From that Sunday night on everything was in complete blackout status on the Island, and vehicle lights were modified so that only a small slit of light shown through the headlight. It was difficult driving with only that amount of light. During the first two nights there were several alerts of lights flashing signals to enemy ships at sea, enemy landings on Oahu, etc., but all turned out to be false. Why the Japanese did not land on the island was a mystery because they could have taken Oahu almost without a fight in my opinion as troops were not issued any weapons or ammunition that day or night that I heard of. It is possible others, such as infantry and artillery were issued weapons, but I don’t really know for sure.

Starting early in the morning of the 7th, and continuing all day, the FBI started picking up Japanese in the Hawaiian islands who had been ear marked as spies, suspected spies, and those sympathetic to Japan. By noon all of the Hasebe family at Hasebe’s village had been arrested and interned on Sand Island at Pearl Harbor. I learned that Mr. Hasebe himself was a Japanese Admiral, and that the room which I had knocked on when I pulled MP duty there, and which he kept locked, housed a large radio transmitter and receiver. I later saw this when I visited the bar a few days later. The equipment was still there, but destroyed beyond use by the FBI. So, my suspicion that something was strange about Mr. Hasebe was justified after all. It was later reported that 10,000 Japanese had been picked up and interned on Sand Island.

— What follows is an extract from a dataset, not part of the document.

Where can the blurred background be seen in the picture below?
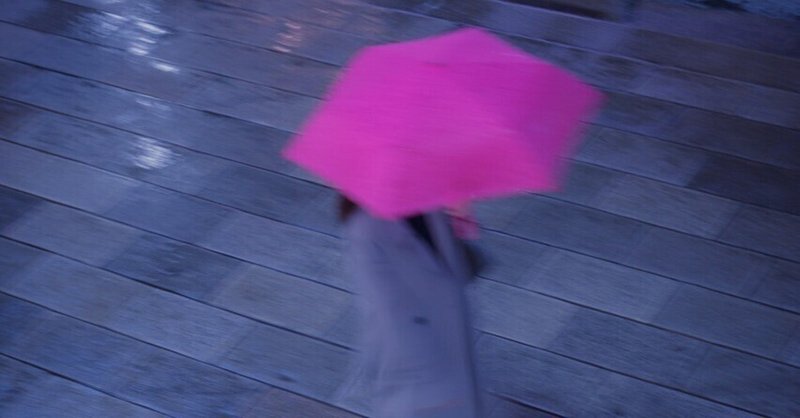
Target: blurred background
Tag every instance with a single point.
(159, 258)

On December 8th we were issued weapons and ammunition, and were required to carry these at all times, except cooks and those on administrative duties, etc. But the Japanese did not land on Oahu or any other Hawaiian island. A few days later, after things began to settle down, I visited Wheeler Field and determined that all my friends there were safe and sound. I also visited Pearl Harbor to view the damage there. Several ships were still burning in the harbor at the time.

In January 1942 we started receiving replacements to form an MP Battalion to be known as the 762nd Military Police Battalion, comprising a Headquarters Company, and four MP Companies. We also received several NCOs from the Honolulu MP Company to fill out the NCO Cadre of the companies. They were very efficient and well trained in MP duties. I was promoted to Staff Sergeant. In addition to the 25th Infantry Division the 24th was formed, and several of our original MP sergeants and officers were transferred to the 24th and 25th to form their MP Companies. A Major Salisbury came in for a short time, then was transferred as Provost Marshal of one of the divisions. A Captain Faucett came in and became the officer in charge of my office. Captains Evans, Gee, and Babcock remained as part of Headquarters Company. A Major Richard C. Richardson came in and later became Provost Marshal of Schofield Barracks. Richardson was very competent, efficient, respected and well-liked. He worked for the Greyhound Bus Company prior to being called up from the reserves. Major Salisbury was a weak, milque toast type of person.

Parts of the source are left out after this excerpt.